If you are a teacher and you teach history or social studies in your classroom, it can sometimes be difficult to get children engaged and interested in the topic. For some reason, many students find history "boring" or uninspiring. However, it does not have to be this way in your classroom. You can make history come alive for your students. Learn a few ideas to make that happen in your classroom. Then, you can implement some of these changes as soon as possible to improve morale in your history classroom.
Incorporate Historical Fiction into Lessons
One way to make history come more alive in a classroom is to utilize historical fiction in your lessons. For example, if you are teaching about World War II and the Holocaust, you could have them read Night by Elie Wiesel or Number the Stars by Lois Lowry (among many other title options).
Having your students read a book set during those time periods and events can make the story of the events come alive in their minds. You can incorporate history lessons into book discussions and help your students learn the facts about history while they are also able to engage with a story and characters that they care about.
Have a Historical Impersonator Come to Class and Present
Another way to make history fun is to try to bring historical figures alive in the classroom.

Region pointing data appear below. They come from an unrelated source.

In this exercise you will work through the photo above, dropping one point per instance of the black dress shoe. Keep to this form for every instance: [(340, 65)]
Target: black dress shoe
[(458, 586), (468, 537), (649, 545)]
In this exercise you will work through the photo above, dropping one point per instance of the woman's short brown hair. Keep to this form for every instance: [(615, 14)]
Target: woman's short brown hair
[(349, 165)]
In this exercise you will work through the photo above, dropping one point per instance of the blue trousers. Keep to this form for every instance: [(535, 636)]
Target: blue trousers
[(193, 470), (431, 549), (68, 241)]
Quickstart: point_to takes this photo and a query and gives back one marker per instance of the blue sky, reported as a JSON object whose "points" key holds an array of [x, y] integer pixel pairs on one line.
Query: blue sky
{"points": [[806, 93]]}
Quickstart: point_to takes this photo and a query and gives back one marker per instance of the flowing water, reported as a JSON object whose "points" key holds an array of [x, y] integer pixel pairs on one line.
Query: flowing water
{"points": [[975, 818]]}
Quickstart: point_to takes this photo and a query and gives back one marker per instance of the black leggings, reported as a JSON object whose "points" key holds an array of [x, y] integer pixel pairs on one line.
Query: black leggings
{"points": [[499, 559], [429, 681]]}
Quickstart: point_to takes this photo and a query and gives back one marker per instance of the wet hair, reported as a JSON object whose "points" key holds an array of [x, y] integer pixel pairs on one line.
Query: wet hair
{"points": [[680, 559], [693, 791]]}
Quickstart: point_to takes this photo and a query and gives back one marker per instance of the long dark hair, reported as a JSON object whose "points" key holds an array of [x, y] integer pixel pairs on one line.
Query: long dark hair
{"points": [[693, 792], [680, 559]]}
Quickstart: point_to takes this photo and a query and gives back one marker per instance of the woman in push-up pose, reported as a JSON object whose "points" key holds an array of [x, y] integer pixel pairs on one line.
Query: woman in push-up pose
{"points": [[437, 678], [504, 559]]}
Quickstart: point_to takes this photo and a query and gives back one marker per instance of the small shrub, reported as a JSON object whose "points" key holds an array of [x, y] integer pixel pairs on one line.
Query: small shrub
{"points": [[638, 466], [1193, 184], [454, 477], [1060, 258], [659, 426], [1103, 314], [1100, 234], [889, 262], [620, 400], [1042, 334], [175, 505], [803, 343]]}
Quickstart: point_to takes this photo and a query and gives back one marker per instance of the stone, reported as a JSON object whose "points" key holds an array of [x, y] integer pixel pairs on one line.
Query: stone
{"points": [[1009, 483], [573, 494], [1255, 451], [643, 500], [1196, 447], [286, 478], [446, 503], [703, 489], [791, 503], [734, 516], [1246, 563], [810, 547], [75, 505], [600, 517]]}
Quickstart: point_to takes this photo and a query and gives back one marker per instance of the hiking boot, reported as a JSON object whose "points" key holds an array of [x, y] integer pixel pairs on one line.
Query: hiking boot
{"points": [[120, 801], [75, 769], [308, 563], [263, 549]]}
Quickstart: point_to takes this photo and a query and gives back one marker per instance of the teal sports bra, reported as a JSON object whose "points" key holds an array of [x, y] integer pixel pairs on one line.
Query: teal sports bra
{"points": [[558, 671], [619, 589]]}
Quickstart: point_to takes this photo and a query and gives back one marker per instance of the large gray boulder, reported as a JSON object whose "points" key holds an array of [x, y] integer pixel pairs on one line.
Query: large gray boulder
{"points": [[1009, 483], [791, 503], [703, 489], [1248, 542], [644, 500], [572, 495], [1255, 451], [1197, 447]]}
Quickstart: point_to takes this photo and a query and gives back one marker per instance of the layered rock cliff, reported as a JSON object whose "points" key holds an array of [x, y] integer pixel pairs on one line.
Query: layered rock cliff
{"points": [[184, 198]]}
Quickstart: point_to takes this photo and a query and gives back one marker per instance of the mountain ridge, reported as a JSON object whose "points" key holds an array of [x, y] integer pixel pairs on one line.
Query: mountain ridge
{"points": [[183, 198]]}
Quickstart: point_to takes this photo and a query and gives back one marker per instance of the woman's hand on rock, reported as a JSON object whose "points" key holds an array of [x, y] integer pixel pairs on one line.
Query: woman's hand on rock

One option for doing this is to hire a historical impersonator to come to your classroom. Imagine a Leonardo DaVinci or a President John F. Kennedy coming to the classroom and talking about their lives to students in costume and speaking in the first person.
This is a fun way for students to engage with history. They can ask the impersonator questions and interact with them. They can learn about history and historical figures in a unique way that can help with information retention.
And after you have an impersonator come to class, you could assign students their own historical figure to impersonate, allowing them to research a historical figure in-depth and present what they found to the class in a fun way. Students who do these kinds of activities tend to be more engaged with the topics and more interested in the presentations of their fellow students because of the novelty of it.
Now that you know a few ideas to help you bring history alive in your classroom, you can get started lesson planning right away.